In the wake of the tragedy, the City of Calgary, the construction industry and Alberta Occupational Health and Safety struck an on-site safety committee to examine construction-site safety.
"We thought we'd identify the highest risk areas and we decided to put together best practices to deal with the top four risks," explained Cliff de Jong, a senior special projects officer with the City of Calgary.
One of the risks identified was loose materials on construction sites, which can prove particularly dangerous in a locale like downtown Calgary, where sudden wind gusts are common.
As a result, the committee issued a Request for Proposal (RFP) for a system that would provide "advance notification of seemingly freak windstorms."
RWDI Consulting – which started in Guelph but has an office in Calgary – came forward with its Envision system that provides wind forecasting that is both site specific and height specific.
"It's state of the art," said de Jong, adding he doesn't know of any other forecasting system that provides information with this specificity.
"Calgary is very much a leader in this," said Frederick Vine, EllisDon's director of business development and the current co-chair of the on-site safety committee.

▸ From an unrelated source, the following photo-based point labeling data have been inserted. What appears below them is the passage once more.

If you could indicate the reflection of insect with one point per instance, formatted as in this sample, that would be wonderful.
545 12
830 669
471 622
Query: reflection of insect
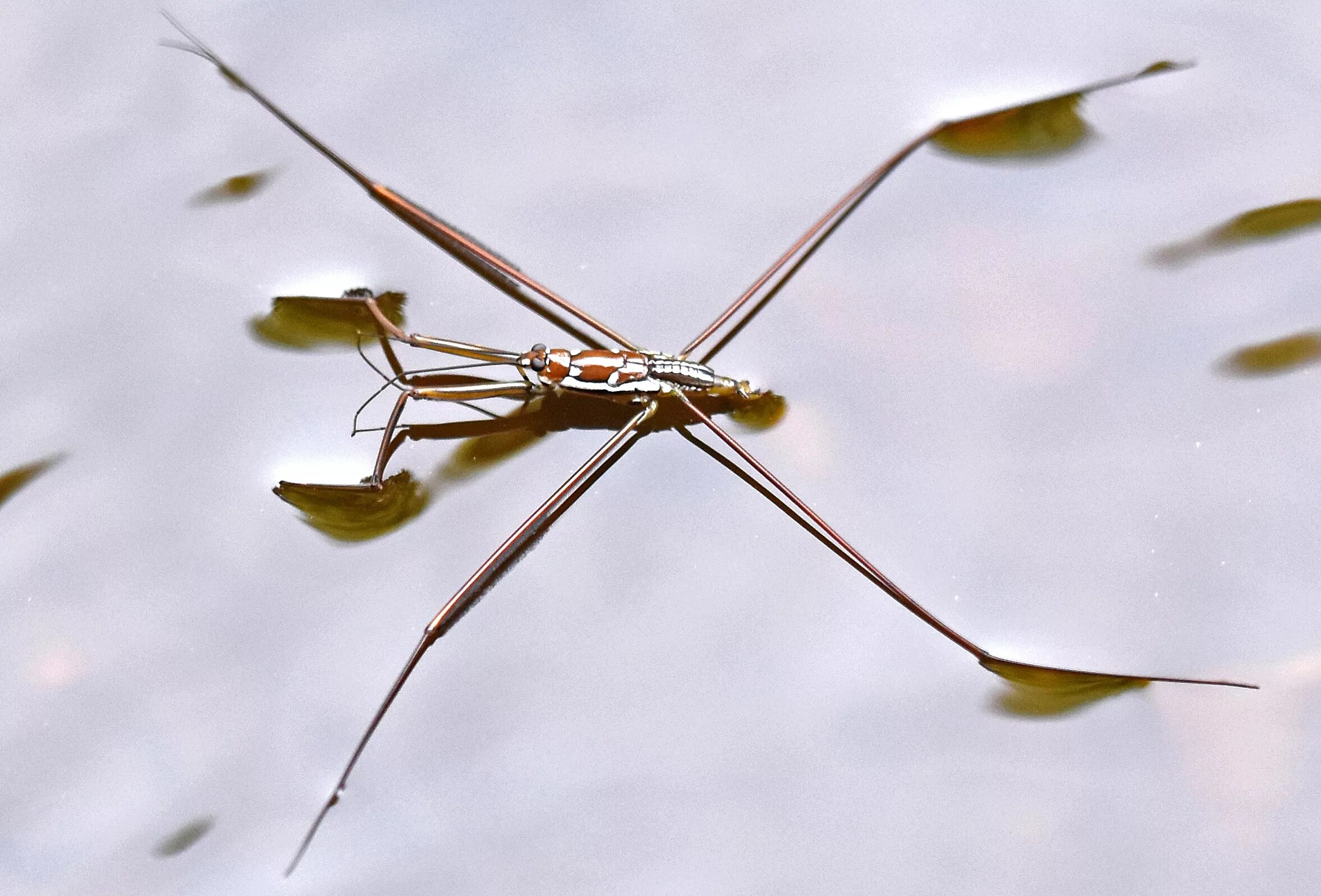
653 386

The RWDI system offers a 48-hour forecast that gives an hour-by-hour breakdown of anticipated wind speeds at different heights for a particular construction project.

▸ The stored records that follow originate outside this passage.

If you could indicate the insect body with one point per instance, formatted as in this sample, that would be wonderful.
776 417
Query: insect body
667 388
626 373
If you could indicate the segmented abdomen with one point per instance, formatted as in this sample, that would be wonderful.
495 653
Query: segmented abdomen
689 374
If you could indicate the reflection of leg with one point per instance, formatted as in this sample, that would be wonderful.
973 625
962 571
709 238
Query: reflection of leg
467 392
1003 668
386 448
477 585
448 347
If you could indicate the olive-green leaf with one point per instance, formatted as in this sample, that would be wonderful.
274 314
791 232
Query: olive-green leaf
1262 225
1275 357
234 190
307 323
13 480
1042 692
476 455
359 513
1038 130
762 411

"You can get a three-second burst of wind that can take a piece of drywall and, if it's not properly secured, can send it sailing," explained de Jong.

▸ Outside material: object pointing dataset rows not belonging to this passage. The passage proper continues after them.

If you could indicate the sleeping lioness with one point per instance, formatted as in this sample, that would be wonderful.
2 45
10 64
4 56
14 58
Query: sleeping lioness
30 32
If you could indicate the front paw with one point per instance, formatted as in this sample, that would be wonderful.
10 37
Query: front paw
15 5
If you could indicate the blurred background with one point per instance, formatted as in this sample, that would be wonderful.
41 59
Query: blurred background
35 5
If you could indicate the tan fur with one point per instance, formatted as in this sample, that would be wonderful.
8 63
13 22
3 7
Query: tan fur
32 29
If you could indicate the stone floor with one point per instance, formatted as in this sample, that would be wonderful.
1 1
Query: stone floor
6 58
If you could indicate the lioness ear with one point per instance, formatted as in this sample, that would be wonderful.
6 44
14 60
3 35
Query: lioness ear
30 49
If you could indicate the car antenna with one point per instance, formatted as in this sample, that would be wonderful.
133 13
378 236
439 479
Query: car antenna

RWDI has produced a chart that identifies what items might be at risk of takeoff for each wind threshold.
For example, the chart specifies that at winds between 75 - 89 km/h, items such as a half-inch nut, scaffolding, a five-eighth-inch drywall sheet, and plastic pipe/conduit, four-inch diameter are all at risk.
At 120-plus km/h winds, two-inch nuts and three-inch long bolts are in danger of becoming airborne.
The forecast comes out via email several times each day with information specific to the building site that the contractor is responsible for.
"You may receive information for two or three different heights on your particular project," explained de Jong, adding the leading edge of the project is particularly critical.
"It helps contractors understand what's at risk with the wind predictions and it helps them prepare for the day," he said, adding that might mean securing certain items, altering the start time of certain tasks or re-scheduling them altogether.
De Jong said the wind forecasts can be markedly different depending if a project is in the centre of Calgary's downtown or along the edge.
While the system was introduced in 2011, Vine said its use was made mandatory on building projects five storeys or greater in Calgary's downtown and Beltline area as of Jan. 1, 2014.
De Jong said it seems to be making a difference.
"We're getting a lot fewer issues from active construction sites," he said.
For example, calls regarding construction debris have dropped from 32 to 24 over the past year.
"It brings a lot greater awareness to safety issues and what wind can do. It has averted possible incidents and, potentially, even a tragedy from occurring, because there's more visibility and awareness of pending situations," said Vine.
De Jong said RWDI has also recently come out with a city-wide version of the system – the Calgary Wind Warning app – available for owners and contractors to purchase across several platforms.
While this app is not as detailed as the site-specific AWFS, it does provide forecasts on a quadrant-by-quadrant basis in Calgary.
These quadrant-specific wind warnings are relevant for home builders and lowrise building construction.
De Jong said RWDI achieves specificity with Envision because it creates models of projects under construction and inserts them into an overall model of downtown Calgary.
RWDI tests the impact of forecasted winds – gathered from several sources – on specific construction projects by placing the models into a wind tunnel to discover how different wind speeds will impact individual buildings at different heights, given their unique surroundings.
"They took the technology they were using in the oil and gas industry for plume prediction and combined that with their understanding of winds at heights to come up with this," de Jong explained, adding RWDI also designs exterior cladding systems for tall towers around the world.
"That it's site specific and height specific is what makes this system really ground breaking," de Jong re-iterated, adding that Calgary has discussed the technology with other jurisdictions, including New York City.
He said the AWFS is paid for by allotting a small percentage of building permit fees towards its usage and maintenance, which results in a cost of a few hundred dollars to a contractor.
The contractor and RWDI also enter into their own contract so RWDI can, literally, include the new project into its forecasting model.
"This brings safety into a simple format," said de Jong.